Dataframe Pivoting: some timings

In Pivot a table: GAMS, SQLite, R and Python we described a pivoting operation on a small example. In the comments it was mentioned that for larger tables or dataframes, especially tydir is very fast. Here we try to confirm this using an artificial example:

Below we time each step (see here for more information).
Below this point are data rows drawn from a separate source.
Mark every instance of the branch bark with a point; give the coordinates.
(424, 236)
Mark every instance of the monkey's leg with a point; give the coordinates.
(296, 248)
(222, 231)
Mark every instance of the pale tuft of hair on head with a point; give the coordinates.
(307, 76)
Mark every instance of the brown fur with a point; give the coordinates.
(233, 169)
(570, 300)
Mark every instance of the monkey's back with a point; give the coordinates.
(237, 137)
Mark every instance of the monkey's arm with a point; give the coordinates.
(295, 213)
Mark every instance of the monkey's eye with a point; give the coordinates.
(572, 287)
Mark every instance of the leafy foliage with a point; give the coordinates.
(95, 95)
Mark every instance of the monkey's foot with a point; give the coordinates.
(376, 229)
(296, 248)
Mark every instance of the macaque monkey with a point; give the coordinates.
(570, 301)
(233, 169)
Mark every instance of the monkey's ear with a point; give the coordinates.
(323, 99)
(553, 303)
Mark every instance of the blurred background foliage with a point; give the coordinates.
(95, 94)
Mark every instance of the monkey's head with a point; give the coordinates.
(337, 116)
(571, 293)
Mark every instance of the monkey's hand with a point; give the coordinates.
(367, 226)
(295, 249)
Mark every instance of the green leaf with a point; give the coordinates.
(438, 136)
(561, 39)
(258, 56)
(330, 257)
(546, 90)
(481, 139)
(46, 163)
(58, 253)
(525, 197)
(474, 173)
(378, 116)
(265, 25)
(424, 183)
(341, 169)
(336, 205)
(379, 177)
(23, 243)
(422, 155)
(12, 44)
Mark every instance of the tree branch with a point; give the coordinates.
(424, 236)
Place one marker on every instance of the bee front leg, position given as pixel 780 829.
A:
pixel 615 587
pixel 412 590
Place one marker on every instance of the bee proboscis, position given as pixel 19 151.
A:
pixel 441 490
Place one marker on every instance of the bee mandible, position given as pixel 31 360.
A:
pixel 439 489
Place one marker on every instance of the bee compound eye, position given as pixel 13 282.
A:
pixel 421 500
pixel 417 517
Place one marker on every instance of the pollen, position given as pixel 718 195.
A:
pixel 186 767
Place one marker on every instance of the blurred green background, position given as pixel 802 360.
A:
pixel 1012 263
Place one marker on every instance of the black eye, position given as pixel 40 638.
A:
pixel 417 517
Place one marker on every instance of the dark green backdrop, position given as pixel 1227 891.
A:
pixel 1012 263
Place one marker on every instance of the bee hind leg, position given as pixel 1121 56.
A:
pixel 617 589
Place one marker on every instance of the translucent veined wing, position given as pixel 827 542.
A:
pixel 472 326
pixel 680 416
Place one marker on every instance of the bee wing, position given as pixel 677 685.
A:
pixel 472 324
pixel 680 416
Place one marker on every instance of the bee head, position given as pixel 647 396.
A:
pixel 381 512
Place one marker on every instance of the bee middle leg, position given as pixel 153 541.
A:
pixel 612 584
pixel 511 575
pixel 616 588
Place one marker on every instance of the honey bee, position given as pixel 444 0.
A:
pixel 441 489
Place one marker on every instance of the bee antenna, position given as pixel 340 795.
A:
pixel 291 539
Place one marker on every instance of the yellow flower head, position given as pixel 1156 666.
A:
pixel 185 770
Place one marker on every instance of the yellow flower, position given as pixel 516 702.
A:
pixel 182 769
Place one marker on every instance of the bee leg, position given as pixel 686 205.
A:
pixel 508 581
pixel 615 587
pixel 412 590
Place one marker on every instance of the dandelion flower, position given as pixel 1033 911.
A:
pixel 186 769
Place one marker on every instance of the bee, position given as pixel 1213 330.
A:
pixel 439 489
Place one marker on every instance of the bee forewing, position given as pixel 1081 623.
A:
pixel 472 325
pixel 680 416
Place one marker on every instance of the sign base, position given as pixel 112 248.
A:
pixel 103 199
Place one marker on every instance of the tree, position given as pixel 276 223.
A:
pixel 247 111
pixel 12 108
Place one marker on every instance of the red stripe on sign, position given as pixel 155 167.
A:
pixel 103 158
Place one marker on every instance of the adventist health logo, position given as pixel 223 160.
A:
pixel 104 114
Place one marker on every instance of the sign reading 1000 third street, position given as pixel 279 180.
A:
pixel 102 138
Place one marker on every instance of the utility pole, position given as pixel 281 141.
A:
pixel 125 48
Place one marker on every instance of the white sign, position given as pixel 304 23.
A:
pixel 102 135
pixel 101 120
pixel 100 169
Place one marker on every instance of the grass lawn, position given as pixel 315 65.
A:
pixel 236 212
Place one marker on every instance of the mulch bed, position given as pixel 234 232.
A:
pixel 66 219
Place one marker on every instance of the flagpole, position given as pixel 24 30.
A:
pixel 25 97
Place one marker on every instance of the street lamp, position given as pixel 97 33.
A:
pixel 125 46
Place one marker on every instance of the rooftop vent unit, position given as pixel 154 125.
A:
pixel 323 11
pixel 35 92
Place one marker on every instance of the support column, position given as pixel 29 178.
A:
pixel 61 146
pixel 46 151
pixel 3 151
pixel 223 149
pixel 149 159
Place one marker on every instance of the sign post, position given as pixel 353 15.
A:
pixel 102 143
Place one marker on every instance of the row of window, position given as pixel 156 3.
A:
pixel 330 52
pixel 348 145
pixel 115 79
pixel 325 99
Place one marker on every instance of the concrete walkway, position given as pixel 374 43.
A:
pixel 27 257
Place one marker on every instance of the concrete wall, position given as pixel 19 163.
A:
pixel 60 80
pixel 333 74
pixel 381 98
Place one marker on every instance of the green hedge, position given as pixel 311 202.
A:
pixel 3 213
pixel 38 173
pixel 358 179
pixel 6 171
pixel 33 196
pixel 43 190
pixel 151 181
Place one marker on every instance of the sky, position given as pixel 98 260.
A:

GAMS Step	Code	Time (seconds)
GAMS populate a 2D parameter with 1 million entries	set i /i1i100000/ j /j1j10/ ; parameter p(i,j); p(i,j) = uniform(0,1);	0.4
Write a GDX file	execute_unload'x.gdx';	0.3
Store in SQLite database	execute'gdx2sqlite -i x.gdx -o x.db -fast';	5
R Step	Code	Time (seconds)
Read database table	df1<-dbGetQuery(db,"select * from p")	2
Pivot using SQL	df2<- dbGetQuery(db,"select tj1.i as i, tj1.value as j1, tj2.value as j2, + tj3.value as j3, tj4.value as j4, tj5.value as j5, + tj6.value as j6, tj7.value as j7, tj8.value as j8, + tj9.value as j9, tj10.value as j10 + from (select i,value from p where j='j1') as tj1, + (select i,value from p where j='j2') as tj2, + (select i,value from p where j='j3') as tj3, + (select i,value from p where j='j4') as tj4, + (select i,value from p where j='j5') as tj5, + (select i,value from p where j='j6') as tj6, + (select i,value from p where j='j7') as tj7, + (select i,value from p where j='j8') as tj8, + (select i,value from p where j='j9') as tj9, + (select i,value from p where j='j10') as tj10 + where tj1.i=tj2.i and tj1.i=tj3.i and tj1.i=tj4.i and tj1.i=tj5.i + and tj1.i=tj6.i and tj1.i=tj7.i and tj1.i=tj8.i + and tj1.i=tj9.i and tj1.i=tj10.i")	50
Pivot using SQL after creating indices on columns i and j	id	15
Pivot using reshape2/dcast	df2<-dcast(df1,i~j,value.var="value")	2
Pivot using tydir/spread	df2<-spread(df1,j,value)	2
Python Step	Code	Time (seconds)
pandas/pivot	df2=df1.pivot(index='i',columns='j',values='value')	2

Conclusion

The methods that work on in-memory datastructures are faster than SQL (and there is much less typing needed).